Last Sunday (August 23), Dale Percy, of Bon Accord, a fisherman, was arrested for breaching the Public Health Ordinance. When he appeared in court the following day, he pleaded not guilty and was granted bail of $5,000.

Vice President of the All Tobago Fisherfolk Association (ATFA) Curtis Douglas said he was very disappointed by this development.

“Based on our understanding, Mr Percy, who is a seasoned fisherman, would have observed that his vessel had taken in a significant amount of water due to the heavy rain and bad weather. To prevent the vessel from sinking, he had to go out to sea and bail the vessel, and we understand that it was while coming back to the land he was arrested.”

Douglas said fishermen are expected to get into the water at some point and greater consideration should be given to them.

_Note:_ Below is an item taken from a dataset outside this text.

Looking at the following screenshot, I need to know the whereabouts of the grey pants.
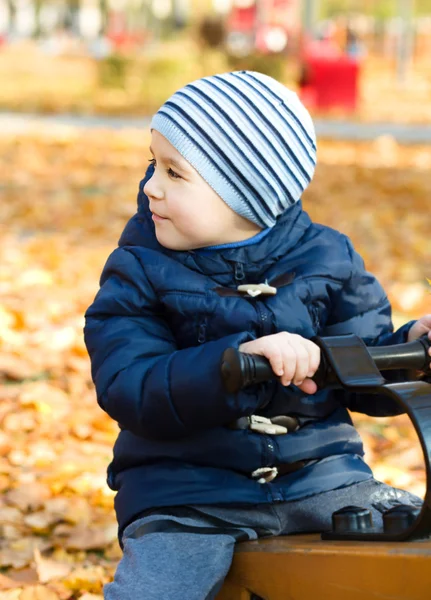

“We are not saying that we are above the law in any way but this is just one of the areas where we feel that understanding should take precedence,” Douglas said.

He said he has since been receiving calls from fishermen from different communities seeking advice on whether or they can ply their trade to take care of their families.

“Some areas are fortunate enough to have jetties, others are not. In Plymouth, for instance, fishermen have to get into the water and swim to access their boats and to bring their catch ashore. Who is going to assure them that while doing that they will not be arrested and charged?”

However, the police report on the charging of the fisherman is telling a different story.

According to a T&T Police Service release, WPC Carter of the Crown Point Police station was on patrol in the area when saw the fisherman bathing on the beach.

The officer said she told Percy to come ashore but he said he was “bailing water from a boat with my brother and he left me, so I decided to take a swim.”

As of August 18, Prime Minister Dr Keith Rowley announced that all beaches and rivers, among other recreation activities, would be closed for the next 28 days.

Chief Secretary Ancil Dennis weighed in on the matter at Wednesday’s post-Executive Council media briefing.

“There are three sides to every story and all I am prepared to say is that based on the information I received, the legal process should be followed in this matter,” Dennis said.

During a Ministry of Health press conference earlier this week it was also clarified that fishermen are allowed to ply their trade.